In December, the Pacific Northwest National Laboratory said its researchers had turned algae into crude oil.
Mayor Jim Burke said the city has interest in bringing a pilot plant with the technology to Dixon, but would have to meet with the federal or state levels of the Environmental Protection Agency to move forward.
"This is a great concept," Burke said. "If this works, I mean, I cannot believe that the state wouldn't want to jump in on this thing and take the lead in the country."
State funding could also be needed for the city to move forward, Burke said.
Commissioner Colleen Brechon supported further discussions.
"If it weren't for the political and financial hoops that you have to jump through for stuff like this, I would be on this [quickly]," she said.
Schideman spoke to the City Council on via speakerphone, placed in front of the council table, while he controlled the presentation from his office at U of I.
The proposed system, Schideman said, begins the same as the current wastewater treatment facility by separating the liquid from the solid.
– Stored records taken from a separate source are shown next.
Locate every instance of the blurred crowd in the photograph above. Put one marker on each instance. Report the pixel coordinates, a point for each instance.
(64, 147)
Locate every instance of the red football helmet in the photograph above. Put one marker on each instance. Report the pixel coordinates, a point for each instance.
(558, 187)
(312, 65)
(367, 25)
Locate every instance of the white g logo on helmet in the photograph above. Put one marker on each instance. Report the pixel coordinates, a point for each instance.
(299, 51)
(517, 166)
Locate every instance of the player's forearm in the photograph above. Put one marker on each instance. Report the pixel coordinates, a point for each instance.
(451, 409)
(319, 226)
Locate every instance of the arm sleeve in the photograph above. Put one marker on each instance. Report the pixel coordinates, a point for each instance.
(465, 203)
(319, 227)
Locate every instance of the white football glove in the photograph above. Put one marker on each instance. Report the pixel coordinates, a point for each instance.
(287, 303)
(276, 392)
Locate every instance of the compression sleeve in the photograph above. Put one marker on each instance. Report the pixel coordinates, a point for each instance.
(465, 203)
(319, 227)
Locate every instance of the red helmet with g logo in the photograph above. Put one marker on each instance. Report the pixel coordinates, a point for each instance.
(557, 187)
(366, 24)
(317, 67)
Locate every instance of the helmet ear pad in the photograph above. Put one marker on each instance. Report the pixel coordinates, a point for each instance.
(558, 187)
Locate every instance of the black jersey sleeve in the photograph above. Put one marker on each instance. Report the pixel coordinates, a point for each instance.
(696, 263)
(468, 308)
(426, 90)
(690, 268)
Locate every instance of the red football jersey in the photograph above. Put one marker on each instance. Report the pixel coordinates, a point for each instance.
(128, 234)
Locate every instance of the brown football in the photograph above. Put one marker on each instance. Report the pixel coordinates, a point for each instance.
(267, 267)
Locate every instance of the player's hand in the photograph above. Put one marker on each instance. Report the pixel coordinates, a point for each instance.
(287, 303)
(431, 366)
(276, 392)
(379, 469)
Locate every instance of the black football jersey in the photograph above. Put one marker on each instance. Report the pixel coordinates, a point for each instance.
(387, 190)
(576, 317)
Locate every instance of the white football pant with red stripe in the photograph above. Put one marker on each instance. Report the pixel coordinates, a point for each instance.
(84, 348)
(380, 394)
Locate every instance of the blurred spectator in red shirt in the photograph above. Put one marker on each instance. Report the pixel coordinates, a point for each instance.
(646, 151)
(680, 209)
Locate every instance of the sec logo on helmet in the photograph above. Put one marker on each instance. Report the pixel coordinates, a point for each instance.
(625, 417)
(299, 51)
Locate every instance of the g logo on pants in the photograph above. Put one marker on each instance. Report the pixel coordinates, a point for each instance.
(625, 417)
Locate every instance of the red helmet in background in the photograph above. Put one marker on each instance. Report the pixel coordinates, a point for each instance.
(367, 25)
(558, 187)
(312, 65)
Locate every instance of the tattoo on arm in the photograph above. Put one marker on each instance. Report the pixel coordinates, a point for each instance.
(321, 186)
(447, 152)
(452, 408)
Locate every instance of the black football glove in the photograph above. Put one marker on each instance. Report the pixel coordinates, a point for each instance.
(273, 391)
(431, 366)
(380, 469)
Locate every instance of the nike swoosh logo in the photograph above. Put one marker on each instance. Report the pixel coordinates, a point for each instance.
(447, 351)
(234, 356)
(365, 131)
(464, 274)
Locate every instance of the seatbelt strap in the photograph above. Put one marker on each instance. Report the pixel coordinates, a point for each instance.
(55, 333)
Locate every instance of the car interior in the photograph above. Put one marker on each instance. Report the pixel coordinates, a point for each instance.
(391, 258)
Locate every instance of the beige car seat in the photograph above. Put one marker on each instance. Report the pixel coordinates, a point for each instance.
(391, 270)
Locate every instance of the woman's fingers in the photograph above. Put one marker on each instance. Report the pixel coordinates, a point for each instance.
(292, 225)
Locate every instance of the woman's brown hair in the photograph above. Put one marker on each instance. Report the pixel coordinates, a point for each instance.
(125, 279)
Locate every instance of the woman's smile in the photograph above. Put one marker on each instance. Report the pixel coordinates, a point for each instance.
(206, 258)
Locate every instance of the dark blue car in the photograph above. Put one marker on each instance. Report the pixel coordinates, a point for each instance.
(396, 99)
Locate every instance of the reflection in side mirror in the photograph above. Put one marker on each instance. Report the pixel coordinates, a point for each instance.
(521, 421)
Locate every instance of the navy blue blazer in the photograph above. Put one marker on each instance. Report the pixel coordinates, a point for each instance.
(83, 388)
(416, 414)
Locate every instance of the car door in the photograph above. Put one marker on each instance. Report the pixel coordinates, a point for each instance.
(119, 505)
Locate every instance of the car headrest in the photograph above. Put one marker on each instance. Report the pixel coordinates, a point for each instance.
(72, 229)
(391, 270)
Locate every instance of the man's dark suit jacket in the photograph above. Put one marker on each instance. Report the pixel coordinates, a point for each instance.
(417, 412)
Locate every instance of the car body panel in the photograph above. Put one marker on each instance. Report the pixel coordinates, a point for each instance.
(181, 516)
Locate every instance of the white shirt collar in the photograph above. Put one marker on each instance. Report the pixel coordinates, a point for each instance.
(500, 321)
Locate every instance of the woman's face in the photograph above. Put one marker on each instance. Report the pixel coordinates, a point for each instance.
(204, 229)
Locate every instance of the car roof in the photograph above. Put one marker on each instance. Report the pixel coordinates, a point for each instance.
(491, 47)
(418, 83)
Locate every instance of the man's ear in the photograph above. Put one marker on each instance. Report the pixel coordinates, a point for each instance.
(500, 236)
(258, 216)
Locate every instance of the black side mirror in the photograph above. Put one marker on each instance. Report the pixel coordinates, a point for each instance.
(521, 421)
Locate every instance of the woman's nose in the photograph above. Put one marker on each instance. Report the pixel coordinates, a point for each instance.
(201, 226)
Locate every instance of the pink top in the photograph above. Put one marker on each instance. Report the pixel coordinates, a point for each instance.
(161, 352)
It then uses a process called hydrothermal liquefaction.
"Basically, [you're] pressure cooking those solids, and you can convert them to biocrude oil," Schideman said, "following the same process that Mother Nature went through to make petroleum in the first place."
Additionally, at the point in the a regular wastewater treatment facility when the water would be aerated, which Schideman said uses a lot of energy, a change in the system can produce algae.
"If we add sunlight and [carbon dioxide], instead of adding oxygen with the conventional wastewater treatment process, we can grow algae," he said. "That algae can be separated, and it can be brought back and turned into oil as well, through the hydrothermal liquefaction process."
Schideman used Champaign-Urbana, populated by about 120,000 people, to put into perspective the impact the technology could have.
Champaign-Urbana's population produces about 20 tons of dry biowaste every day, Schideman said, and if that was converted into algae, it would come to about 60 to 200 dry tons a day.
"And then if that were converted into oil, that would be about 150 to 800 barrels of oil a day," he said. "... That's not quite the full oil use of Champaign-Urbana on a daily basis, but I can tell you that the value of that oil is greater than the entire city budget for Urbana, if you were to produce that each and every day."